Second Circuit Overturns Convictions Of Former Senate Majority Leader Dean Skelos And His Son Based On Supreme Court’s McDonnell Decision
On September 26, 2017, the United States Court of Appeals for the Second Circuit overturned the political corruption conviction of the former majority leader of the New York State Senate, Dean G. Skelos, and his son, Adam B. Skelos. United States v. Skelos, et al., No. 16-1618 (2d Cir. 2017). The Second Circuit’s decision was based on the district court’s erroneous jury instruction. Though the instruction was consistent with precedent at the time of trial, the Circuit Court found that the instruction was infirm given the Supreme Court’s intervening decision in McDonnell v. United States, 136 S. Ct. 2355 (2016). The latter decision limited the scope of what can be construed as an “official act,” and the Second Circuit concluded that the trial court’s instructions were too broad. The Court further found that the error was not harmless beyond a reasonable doubt, since the prosecution in Skelos had rested its argument in part on conduct now considered lawful after McDonnell, and the jury reasonably could have based its decision on that evidence. The basis for this decision was similar to the Circuit’s reversal of the conviction of Sheldon Silver (former Speaker of the New York State Assembly), as previously reported on July 18, 2017. Shearman & Sterling LLP: Government/Regulatory Enforcement, Second Circuit Overturns Watershed Conviction Of Sheldon Silver Based On Recent Supreme Court Decision (July 18, 2017).
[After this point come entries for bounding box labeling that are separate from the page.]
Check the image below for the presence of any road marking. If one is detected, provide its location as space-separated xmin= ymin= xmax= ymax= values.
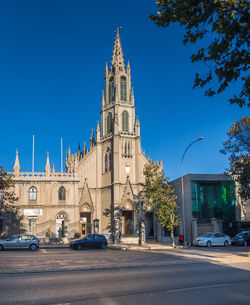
xmin=167 ymin=283 xmax=232 ymax=292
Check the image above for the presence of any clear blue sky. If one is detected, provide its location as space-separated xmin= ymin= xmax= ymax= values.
xmin=0 ymin=0 xmax=248 ymax=180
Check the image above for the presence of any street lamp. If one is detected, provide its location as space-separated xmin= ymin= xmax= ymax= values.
xmin=181 ymin=137 xmax=204 ymax=246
The Second Circuit did, however, reject defendants’ claim that there was insufficient evidence to sustain a conviction under McDonnell, and the U.S. Attorney’s Office has made clear its intention to move forward with the case. On the same day the Skelos decision was announced, Acting U.S. Attorney Joon H. Kim stated that his office “look[s] forward to a prompt retrial where we will have another opportunity to present the overwhelming evidence of Dean Skelos and Adam Skelos’s guilt,” and reaffirmed his intention to prosecute “corruption in New York State government.” Press Release, DOJ, U.S. Attorney’s Office S.D.N.Y., Statement of Acting United States Attorney Joon H. Kim on the Decision of the Court of Appeals in U.S. v. Dean Skelos and Adam Skelos (Sept. 26, 2017).
While McDonnell ultimately may prove to be a mere road bump in the Government’s prosecutions of Silver and Skelos, its real impact will be in pending political corruption investigations that are not public. By narrowing the scope of an “official act,” prosecutors may be forced to close certain investigations in which the evidence does not meet this new standard. Silver and Skelos will serve as good “test cases” to see how juries view these cases with the new, heightened standards.